En temps normal, Ali et Basak devraient forcer la voix pour se faire entendre un vendredi soir à Besiktas. Mais cafés et bars ont fermé boutique dès qu'a été connue la nouvelle de la tentative de coup d'Etat.
Le calme, seulement interrompu par le vrombissement d'hélicoptères, confère à certains quartiers d'Istanbul un air de ville fantôme. Surréaliste dans cette ville où cafés et bars sont d'ordinaire pleins en ce début de week-end.
- 'Vous y croyez, vous?' -
La crainte de débordements et d'une escalade ont poussé les Stambouliotes à s'approvisionner en vivres et en argent liquide par milliers.
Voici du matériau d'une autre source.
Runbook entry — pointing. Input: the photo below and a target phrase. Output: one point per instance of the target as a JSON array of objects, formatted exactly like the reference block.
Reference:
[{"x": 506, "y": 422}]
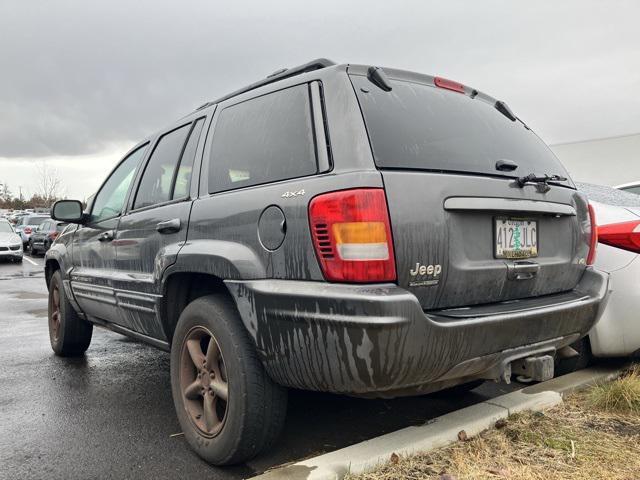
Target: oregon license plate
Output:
[{"x": 515, "y": 238}]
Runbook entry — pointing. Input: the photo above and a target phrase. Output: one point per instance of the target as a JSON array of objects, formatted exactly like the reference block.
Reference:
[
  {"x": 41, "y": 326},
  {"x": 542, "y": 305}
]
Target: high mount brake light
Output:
[
  {"x": 448, "y": 84},
  {"x": 593, "y": 239},
  {"x": 624, "y": 235},
  {"x": 352, "y": 236}
]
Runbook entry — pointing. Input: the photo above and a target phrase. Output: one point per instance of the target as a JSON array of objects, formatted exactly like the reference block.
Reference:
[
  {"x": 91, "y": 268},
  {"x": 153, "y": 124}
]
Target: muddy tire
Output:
[
  {"x": 69, "y": 334},
  {"x": 228, "y": 407}
]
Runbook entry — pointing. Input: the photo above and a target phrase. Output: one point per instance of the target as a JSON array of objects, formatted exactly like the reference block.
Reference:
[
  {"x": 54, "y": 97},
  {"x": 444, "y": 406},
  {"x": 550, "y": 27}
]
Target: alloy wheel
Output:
[{"x": 203, "y": 381}]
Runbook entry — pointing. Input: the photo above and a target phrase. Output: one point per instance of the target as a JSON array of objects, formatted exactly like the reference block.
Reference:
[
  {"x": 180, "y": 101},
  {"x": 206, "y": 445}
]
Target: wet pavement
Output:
[{"x": 110, "y": 414}]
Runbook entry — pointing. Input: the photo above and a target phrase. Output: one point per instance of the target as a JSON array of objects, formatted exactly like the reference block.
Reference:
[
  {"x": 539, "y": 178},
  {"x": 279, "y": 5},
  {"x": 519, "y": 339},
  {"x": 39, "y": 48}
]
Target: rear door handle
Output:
[
  {"x": 169, "y": 226},
  {"x": 522, "y": 270},
  {"x": 106, "y": 236}
]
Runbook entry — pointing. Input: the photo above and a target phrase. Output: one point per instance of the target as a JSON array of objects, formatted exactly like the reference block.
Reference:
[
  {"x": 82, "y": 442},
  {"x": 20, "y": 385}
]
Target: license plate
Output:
[{"x": 516, "y": 238}]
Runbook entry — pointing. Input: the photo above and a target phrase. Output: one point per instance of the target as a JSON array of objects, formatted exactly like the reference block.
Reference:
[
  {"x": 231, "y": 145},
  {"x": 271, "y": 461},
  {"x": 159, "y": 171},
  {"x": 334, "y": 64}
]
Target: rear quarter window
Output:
[{"x": 263, "y": 140}]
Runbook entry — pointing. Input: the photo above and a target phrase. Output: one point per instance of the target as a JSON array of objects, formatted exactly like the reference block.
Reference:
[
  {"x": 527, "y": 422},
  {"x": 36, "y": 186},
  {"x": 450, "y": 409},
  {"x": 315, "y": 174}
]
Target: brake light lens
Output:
[
  {"x": 624, "y": 235},
  {"x": 351, "y": 234},
  {"x": 593, "y": 240},
  {"x": 448, "y": 84}
]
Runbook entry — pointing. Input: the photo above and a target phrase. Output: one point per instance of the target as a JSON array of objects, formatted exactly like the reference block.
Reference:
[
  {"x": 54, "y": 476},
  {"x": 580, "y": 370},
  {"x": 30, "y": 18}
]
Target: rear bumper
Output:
[
  {"x": 377, "y": 340},
  {"x": 9, "y": 253}
]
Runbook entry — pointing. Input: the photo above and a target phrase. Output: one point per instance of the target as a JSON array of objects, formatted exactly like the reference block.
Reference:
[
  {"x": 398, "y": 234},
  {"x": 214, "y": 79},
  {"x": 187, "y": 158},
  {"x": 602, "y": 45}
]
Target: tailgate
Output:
[
  {"x": 445, "y": 236},
  {"x": 465, "y": 231}
]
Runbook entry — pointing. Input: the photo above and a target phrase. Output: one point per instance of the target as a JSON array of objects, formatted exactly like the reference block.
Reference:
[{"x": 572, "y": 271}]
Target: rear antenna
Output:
[
  {"x": 377, "y": 76},
  {"x": 504, "y": 109}
]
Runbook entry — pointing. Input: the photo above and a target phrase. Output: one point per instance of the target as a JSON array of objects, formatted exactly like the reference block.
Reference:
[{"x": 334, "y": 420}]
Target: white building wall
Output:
[{"x": 607, "y": 161}]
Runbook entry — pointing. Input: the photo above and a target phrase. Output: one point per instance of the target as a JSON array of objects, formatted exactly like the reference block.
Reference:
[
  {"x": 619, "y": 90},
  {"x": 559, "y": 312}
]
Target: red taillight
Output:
[
  {"x": 624, "y": 235},
  {"x": 352, "y": 236},
  {"x": 448, "y": 84},
  {"x": 593, "y": 240}
]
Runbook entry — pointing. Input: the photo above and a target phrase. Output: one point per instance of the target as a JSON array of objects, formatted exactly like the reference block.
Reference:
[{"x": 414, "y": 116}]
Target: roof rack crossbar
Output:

Résultat: "Il y a beaucoup de gens dans les magasins malgré le couvre-feu. Il y a des files d'attente devant les distributeurs de billets", explique Güney Köse, dirigeant d'une start-up, joint par l'AFP par téléphone.
"Je ne suis pas pour l'AKP (Parti de la justice et du développement du président islamo-conservateur Recep Tayyip Erdogan) et Erdogan n'est pas un grand démocrate, mais un coup d'Etat n'est pas la solution. Je crains une guerre civile", confie-t-il.
La tentative de putsch a fait au moins 60 morts, dont de nombreux civils, selon un responsable turc.
"C'est très étrange. On a compris vers 22H00 (19H00 GMT) qu'il se passait quelque chose. Dans la rue, les gens s'interpellaient, en disant +Vous y croyez, vous?+", dit Valentine Deseille, une Française de 22 ans, qui travaille à l'université Sehir d'Istanbul.
Tôt samedi matin, M. Erdogan a assuré que la situation était largement sous contrôle du gouvernement.